Concentric Partner Letter #30: Run On The Banks, The Defining Moment For Bitcoin?
We have recently witnessed the collapse of Silicon Valley Bank despite them holding substantial funds in ‘risk free’ government bonds. The result was the Fed being forced to bail out depositors at taxpayers’ expense, even though equity and bondholders were wiped out. This was followed by the government driven rescue sale of the 166-year old institution Credit Suisse, once again with significant losses for equity and bondholders.
The conclusion is that our financial system is fragile – there is so much debt in the system that high interest rates cannot be sustained. Who knows when the next crisis will occur? Will high levels of debt and consumer mistrust in the financial stability of mainstream financial institutions lead to further failures of banks, student debt providers, credit card companies, BNPL providers etc ?

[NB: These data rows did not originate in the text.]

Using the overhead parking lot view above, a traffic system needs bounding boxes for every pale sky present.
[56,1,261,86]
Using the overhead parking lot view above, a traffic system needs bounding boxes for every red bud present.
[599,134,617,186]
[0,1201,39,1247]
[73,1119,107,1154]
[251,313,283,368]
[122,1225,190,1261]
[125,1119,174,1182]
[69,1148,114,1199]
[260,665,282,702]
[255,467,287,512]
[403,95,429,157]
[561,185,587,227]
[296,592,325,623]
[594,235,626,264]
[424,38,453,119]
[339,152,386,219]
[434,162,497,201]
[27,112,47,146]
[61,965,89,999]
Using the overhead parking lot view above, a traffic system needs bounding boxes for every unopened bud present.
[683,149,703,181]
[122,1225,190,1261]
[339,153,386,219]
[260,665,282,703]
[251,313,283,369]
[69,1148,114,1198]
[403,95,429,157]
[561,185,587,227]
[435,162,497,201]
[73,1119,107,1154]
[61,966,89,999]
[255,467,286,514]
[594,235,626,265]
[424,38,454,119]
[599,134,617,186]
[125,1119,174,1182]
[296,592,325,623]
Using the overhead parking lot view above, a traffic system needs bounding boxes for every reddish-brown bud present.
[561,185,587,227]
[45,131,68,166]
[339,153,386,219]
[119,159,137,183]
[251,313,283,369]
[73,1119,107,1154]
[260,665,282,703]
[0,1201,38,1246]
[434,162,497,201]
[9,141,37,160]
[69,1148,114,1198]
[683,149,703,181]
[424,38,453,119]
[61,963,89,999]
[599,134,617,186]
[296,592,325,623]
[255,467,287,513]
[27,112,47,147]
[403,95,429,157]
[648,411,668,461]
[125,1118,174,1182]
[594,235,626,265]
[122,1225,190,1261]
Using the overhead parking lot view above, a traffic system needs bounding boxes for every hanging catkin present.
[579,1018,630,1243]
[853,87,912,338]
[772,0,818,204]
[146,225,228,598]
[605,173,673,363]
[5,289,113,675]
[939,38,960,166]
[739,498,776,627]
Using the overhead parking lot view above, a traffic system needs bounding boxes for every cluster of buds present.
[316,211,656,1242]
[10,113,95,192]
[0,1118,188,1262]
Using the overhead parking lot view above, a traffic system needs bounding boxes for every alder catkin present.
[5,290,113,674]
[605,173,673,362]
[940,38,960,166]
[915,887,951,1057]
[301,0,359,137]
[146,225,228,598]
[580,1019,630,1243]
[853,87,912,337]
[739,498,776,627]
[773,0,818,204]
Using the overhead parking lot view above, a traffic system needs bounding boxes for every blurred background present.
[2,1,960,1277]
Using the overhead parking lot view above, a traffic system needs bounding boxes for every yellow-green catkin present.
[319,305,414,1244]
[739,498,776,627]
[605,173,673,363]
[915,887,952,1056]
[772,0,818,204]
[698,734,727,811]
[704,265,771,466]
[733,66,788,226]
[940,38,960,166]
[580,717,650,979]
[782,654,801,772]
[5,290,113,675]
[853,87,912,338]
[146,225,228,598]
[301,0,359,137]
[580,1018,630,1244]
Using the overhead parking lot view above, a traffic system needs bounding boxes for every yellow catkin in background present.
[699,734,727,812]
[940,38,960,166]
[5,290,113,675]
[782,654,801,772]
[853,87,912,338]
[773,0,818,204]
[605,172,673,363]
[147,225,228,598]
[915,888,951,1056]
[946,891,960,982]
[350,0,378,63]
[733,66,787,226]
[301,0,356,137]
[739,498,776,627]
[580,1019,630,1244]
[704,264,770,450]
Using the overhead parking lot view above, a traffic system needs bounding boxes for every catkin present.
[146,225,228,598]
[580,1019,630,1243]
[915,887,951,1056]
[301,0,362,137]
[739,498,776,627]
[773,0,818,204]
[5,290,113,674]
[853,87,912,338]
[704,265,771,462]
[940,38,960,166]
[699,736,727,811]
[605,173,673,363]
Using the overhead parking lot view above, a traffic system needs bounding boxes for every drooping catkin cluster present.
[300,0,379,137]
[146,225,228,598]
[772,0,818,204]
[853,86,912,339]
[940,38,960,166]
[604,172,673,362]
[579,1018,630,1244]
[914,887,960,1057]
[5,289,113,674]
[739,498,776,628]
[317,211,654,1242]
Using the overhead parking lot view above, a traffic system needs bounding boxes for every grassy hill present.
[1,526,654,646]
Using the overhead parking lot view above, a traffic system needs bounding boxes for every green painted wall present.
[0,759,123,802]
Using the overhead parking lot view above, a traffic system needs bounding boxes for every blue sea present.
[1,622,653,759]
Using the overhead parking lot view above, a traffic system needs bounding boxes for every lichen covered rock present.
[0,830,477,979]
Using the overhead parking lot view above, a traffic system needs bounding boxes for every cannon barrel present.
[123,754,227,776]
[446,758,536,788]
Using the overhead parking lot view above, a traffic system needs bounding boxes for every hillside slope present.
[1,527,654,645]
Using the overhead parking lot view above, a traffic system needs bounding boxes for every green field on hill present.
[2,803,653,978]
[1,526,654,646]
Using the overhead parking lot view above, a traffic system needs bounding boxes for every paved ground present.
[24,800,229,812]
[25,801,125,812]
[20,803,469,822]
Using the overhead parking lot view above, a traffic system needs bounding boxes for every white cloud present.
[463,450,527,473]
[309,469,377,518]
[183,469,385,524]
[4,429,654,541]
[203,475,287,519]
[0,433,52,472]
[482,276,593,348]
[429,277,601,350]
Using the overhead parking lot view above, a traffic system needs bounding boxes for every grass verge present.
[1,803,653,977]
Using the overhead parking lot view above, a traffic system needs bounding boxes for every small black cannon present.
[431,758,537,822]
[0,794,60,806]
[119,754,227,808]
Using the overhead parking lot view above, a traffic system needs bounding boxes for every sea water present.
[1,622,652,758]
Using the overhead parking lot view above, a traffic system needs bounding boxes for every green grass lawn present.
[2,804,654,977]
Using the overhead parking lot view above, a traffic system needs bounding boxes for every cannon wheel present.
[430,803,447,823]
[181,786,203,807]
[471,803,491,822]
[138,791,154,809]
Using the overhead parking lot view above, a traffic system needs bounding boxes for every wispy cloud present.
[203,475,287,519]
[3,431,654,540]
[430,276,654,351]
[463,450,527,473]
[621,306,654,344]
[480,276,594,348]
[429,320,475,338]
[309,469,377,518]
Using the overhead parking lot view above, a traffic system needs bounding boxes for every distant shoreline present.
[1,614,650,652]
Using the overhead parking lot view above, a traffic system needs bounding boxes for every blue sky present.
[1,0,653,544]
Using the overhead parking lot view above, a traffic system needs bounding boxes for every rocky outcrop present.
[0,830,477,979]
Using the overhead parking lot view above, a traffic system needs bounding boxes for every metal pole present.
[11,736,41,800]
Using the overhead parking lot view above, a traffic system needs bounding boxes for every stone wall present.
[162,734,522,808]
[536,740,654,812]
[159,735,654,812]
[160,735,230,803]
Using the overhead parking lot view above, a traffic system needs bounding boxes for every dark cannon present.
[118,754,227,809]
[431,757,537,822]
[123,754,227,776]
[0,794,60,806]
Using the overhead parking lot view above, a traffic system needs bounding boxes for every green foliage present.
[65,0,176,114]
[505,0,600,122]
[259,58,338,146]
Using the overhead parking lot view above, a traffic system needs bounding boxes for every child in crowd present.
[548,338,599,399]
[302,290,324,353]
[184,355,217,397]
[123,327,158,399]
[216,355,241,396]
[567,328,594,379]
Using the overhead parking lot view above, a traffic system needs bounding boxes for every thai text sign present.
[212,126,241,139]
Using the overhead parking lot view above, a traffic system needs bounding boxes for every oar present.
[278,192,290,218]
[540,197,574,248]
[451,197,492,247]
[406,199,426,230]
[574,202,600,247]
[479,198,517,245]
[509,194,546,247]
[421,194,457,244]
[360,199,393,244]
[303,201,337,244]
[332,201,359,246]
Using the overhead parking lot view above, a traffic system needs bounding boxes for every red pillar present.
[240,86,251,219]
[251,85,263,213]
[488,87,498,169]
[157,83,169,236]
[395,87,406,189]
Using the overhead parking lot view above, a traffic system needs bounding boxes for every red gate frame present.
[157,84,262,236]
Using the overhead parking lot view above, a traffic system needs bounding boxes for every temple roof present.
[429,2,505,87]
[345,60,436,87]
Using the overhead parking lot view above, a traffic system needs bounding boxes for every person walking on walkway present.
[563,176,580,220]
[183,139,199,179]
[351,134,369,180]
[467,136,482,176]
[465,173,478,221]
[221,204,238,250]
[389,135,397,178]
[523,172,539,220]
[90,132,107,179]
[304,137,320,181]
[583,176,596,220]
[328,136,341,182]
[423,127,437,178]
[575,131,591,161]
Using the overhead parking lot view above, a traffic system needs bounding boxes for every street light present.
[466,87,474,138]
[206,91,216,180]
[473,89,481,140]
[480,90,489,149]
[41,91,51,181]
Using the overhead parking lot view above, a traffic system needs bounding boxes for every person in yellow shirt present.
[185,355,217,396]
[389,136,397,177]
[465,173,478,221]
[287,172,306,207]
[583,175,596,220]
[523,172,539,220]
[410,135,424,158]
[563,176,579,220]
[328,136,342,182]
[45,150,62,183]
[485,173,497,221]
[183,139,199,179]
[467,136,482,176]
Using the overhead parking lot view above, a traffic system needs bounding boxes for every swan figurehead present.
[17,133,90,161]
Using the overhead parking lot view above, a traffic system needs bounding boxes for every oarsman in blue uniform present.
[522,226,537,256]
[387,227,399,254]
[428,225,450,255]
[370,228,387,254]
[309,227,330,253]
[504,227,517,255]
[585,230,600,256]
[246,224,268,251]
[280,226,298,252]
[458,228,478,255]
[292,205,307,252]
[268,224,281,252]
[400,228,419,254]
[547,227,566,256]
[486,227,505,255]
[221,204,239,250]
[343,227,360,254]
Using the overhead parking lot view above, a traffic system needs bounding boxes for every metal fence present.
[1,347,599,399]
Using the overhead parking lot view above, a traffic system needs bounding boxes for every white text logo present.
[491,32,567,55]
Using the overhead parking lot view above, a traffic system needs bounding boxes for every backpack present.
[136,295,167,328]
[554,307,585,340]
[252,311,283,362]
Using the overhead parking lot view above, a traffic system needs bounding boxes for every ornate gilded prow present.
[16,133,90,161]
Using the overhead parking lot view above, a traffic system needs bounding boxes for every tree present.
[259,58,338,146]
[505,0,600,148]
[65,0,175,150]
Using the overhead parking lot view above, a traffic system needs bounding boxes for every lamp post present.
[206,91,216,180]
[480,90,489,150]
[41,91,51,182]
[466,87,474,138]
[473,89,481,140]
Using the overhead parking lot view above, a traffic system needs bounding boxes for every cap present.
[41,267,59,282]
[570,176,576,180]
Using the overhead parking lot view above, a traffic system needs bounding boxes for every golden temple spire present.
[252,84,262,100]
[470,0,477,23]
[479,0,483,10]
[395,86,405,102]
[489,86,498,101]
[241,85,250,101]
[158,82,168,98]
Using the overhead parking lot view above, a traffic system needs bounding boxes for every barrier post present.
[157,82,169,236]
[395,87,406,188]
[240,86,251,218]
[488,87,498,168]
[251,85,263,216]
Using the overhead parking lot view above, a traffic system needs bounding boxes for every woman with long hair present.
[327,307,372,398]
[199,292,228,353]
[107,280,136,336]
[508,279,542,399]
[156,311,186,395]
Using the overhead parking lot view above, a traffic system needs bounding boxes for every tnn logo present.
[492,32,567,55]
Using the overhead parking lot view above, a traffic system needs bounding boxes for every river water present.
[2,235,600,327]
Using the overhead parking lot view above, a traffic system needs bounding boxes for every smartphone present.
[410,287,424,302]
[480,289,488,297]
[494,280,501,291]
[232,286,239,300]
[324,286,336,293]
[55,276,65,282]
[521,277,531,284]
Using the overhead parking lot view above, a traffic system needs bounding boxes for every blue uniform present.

How can businesses mitigate such risks? Could one solution be to hold bitcoin as an integral part of their treasury funds, to help reduce risk in day-to-day operations? Even an allocation of 5-15% of the free cashflow through Bitcoin could reduce counterparty risk. Thus providing immediate liquidity into any currency, anywhere on the planet 24/7. There are no middlemen required, so no dependencies on legacy banking infrastructure. The result is less volatility because you are not liquidating the asset every day to pay for regular expenses.
Currently the risk is having your business dependant on “A” rated banks that can collapse within 24 hours. Bitcoin sits outside this system and so can act as insurance if the fiat system fails for whatever reason. Could the current environment and the turbulence that ensues be the defining moment for Bitcoin?